Through Antonia, who started and manages Loupe, I met today Anne Schönharting, one of the photographers who is managed by a well known photo agency called Ostkreuz, which was started by a group of 7 former East German photographers. I’ll also accompany Anne on a portrait shoot one of these days.
Through her I will meet the founders of the agency and talk about my project Aksgar with them. There is also a plan for me to do a short presentation on Aksgar to students of a photography school one of the partners from Ostkreuz runs, which should be quite interesting!
Then I’ll also be meeting the editor and a few other people behind a print photo magazine which publishes stories based on the six degrees of separation principle and has won some awards for the photography work it featured. So this is how I’m set up for the next couple of weeks!
On Saturday, I went to the Potsdamer Platz, perhaps my favoritest spot in Berlin. Before WWII, this was the main social center of Berlin with the then elite concentrating at the famous and opulent Hotel Esplanade. The whole square and the buildings were almost completely destroyed in the allied bombing of 1944/45 during WWII. After WWII, it became a huge empty piece of real estate and sadder still during the height of the Cold War it became a no man’s land due to the building of the Berlin Wall by East Germany.
However, with the fall of the Wall in 1989, the area enjoyed a new lease of life with lots of new construction planned around the square to bring it back to its former glory and also showcase it as the way cities would be in the future with plans for unique living, cultural, entertainment, eating and business spaces. That construction is almost complete now and Potsdamer Platz is now a vibrant area with a cluster of very interesting places in and around it.
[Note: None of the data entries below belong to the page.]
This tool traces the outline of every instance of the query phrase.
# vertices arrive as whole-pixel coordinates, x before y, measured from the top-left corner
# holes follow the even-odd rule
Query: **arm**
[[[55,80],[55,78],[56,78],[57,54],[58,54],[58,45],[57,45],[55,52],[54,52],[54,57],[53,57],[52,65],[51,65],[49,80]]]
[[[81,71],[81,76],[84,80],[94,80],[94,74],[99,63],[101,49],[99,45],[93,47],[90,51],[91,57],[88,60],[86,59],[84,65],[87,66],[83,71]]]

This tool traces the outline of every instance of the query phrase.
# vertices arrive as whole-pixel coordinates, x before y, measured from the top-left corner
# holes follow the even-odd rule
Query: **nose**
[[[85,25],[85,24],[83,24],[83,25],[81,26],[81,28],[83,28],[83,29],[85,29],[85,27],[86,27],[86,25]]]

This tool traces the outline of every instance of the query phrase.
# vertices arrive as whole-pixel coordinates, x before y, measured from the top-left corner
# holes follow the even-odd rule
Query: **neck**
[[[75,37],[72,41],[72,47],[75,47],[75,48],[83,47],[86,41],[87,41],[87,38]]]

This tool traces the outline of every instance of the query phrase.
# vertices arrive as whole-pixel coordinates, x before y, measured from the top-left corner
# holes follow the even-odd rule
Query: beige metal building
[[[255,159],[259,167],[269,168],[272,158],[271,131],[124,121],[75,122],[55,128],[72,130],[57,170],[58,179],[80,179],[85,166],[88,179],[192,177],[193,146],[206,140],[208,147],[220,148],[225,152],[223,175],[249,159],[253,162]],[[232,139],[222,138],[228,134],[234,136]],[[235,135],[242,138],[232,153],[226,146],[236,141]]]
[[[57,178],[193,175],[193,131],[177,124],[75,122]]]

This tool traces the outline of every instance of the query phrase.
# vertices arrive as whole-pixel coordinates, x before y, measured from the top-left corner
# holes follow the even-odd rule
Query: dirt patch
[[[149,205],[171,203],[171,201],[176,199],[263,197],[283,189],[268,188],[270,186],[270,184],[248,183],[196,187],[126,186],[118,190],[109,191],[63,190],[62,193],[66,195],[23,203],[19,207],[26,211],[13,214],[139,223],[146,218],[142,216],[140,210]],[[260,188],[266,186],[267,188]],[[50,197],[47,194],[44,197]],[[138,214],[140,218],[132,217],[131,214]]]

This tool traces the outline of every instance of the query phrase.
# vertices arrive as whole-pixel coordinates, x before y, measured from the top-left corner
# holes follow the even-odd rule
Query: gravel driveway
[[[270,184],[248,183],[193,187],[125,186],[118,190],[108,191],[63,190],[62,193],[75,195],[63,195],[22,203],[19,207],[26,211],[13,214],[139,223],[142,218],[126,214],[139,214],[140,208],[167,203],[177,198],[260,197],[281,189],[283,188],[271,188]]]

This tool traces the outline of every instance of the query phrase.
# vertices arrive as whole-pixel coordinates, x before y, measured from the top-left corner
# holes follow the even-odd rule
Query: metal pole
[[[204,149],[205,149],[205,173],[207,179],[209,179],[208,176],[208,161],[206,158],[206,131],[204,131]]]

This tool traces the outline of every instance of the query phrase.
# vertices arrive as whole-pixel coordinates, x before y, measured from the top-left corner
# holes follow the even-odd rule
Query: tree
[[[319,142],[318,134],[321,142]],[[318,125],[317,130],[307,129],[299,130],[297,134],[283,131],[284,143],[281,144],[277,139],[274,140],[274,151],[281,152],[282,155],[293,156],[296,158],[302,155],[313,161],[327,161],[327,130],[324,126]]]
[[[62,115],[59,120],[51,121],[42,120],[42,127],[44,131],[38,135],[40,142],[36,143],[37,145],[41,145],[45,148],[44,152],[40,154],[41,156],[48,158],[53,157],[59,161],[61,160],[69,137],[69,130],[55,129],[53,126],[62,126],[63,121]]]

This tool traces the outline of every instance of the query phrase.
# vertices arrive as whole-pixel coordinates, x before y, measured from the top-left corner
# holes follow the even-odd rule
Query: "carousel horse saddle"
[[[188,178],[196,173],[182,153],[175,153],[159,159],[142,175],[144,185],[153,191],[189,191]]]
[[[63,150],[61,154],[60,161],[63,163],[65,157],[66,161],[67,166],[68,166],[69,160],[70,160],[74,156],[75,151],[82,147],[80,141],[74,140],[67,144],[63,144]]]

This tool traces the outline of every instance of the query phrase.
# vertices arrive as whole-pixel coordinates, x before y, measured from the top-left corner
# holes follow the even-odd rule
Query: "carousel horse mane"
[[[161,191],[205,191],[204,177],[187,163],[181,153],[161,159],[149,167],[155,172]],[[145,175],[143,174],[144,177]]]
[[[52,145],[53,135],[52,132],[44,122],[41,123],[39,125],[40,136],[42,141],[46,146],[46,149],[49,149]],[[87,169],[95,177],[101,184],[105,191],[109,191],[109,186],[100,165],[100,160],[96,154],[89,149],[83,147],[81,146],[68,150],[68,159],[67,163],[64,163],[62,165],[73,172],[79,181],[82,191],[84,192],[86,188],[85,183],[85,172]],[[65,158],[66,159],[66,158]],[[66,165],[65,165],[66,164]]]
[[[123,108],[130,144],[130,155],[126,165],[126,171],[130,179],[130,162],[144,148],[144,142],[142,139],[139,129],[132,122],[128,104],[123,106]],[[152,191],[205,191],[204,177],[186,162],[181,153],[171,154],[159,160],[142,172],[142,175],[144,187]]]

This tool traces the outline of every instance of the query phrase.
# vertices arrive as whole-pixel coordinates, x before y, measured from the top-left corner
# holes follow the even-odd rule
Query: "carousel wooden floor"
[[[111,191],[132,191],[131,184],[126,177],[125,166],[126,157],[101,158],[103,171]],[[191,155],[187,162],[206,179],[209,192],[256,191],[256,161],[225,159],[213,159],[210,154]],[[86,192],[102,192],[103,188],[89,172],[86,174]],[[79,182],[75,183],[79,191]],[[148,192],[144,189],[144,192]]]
Around the Potsdamer Platz
The huge Sony Center with its distinctive umbrella like conical roof is here, the Berlin Philarmonie is next door as are the world class museums like Gemaldie Gallery and the New National Museum for Modern Art. The Berlinale and other major events are also centered here. While I’m not a major fan of the predominantly glass fronted buildings that line the square, the square has a certain dynamism with clean open spaces opening up to the horizon that somehow appeals to me. There is also a replica of sorts of the Los Angeles’s famous Hollywood Walk of Fame that here pays homage to the famous members of the German film fraternity. It was nice to come across, among others, the star of iconic German actor Klaus Kinski, whose longstanding collaboration with equally well known German director Werner Herzog resulted in some landmarks films in world cinema.